Even at this early stage of his career, Cronenberg knew how to overwhelm characters with the environments that surround them, shooting oppressive buildings in the centre of the frame at wide angles to have them dominate the miniscule figures on screen. In Cronenberg on Cronenberg, he comments on his use of architecture in film: “The massive architecture suggests order and calm and eternity, when in fact the poor human beings who have to live inside that society are inflicted with many things that don’t have much to do with those concepts. I think I was trying to come to terms with the balance between the two.” Even in Stereo, Cronenberg’s formal control clashes with the unrestrained sexual and psychological actions of his characters, creating a potent artistic tension.
He also displays a savvy use of silhouette, often framing characters against large windows or down stairwells, with overhead lamps or ambient sunlight serving as backlights. Cronenberg would further develop these sorts of formal approaches later in his career, but they’re present here even in his debut feature, showing that Stereo and the similar follow-up Crimes of the Future are essentially “well-formed embryos or prototypes for [Cronenberg’s] subsequent experiments in Visceral Vision,” as Chris Rodley writes in Cronenberg on Cronenberg.
Perhaps the most interesting thing about Stereo is that it literalizes an approach that Cronenberg would subtly use throughout his career. Once Cronenberg started turning away from body horror pictures in the 1990s, wary critics began to accuse him of taking a distanced, clinical approach to drama. While these critics are wrong in thinking that Cronenberg’s clinicism makes his films dramatically inert, they are correct that Cronenberg films his movies from an emotional remove. This approach is deliberate. And in Stereo the approach is actually dramatically defeating. The film is distanced to a fault, devoid of any emotional stakes or conflict for the viewer to invest in.

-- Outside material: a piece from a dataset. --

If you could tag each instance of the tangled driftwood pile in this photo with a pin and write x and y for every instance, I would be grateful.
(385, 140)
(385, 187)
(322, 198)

In essence, Cronenberg is the mad scientist as filmmaker, conducting psychological and sexual experiments on his subjects (the characters) in an effort to see what makes their bodies and minds tick, and, in so doing, further understand the psychology and physiology of human beings as a species. In Stereo, the unseen Dr. Luther Stringfellow devises the experiments the characters undertake in the institute, and Cronenberg very much sees himself as Stringfellow: “My role in Stereo was as Dr. Luther Stringfellow, the absentee scientist who actually set up the experiment, because, in a sense, I had set up an experiment.”
Thus, Stereo is an experiment, both as a story and a film. It’s also an unrefined, early form of what his later films like A Dangerous Method and Cosmopolis would become. It shows that Cronenberg’s career has essentially come full circle, and that even from the get-go, his reserved formal approach and thematic interests in psychosexual issues were shockingly well-formulated.
Stereo is by no means an entertaining film, but when viewed as an element of the Cronenberg canon, it’s essential.
5 out of 10
Stereo (1969, Canada)
Written and directed by David Cronenberg; starring Ron Mlodzik, Jack Messinger, Iain Ewing, Clara Mayer, Paul Mulholland, Arlene Mlodzik, Glenn McCauley.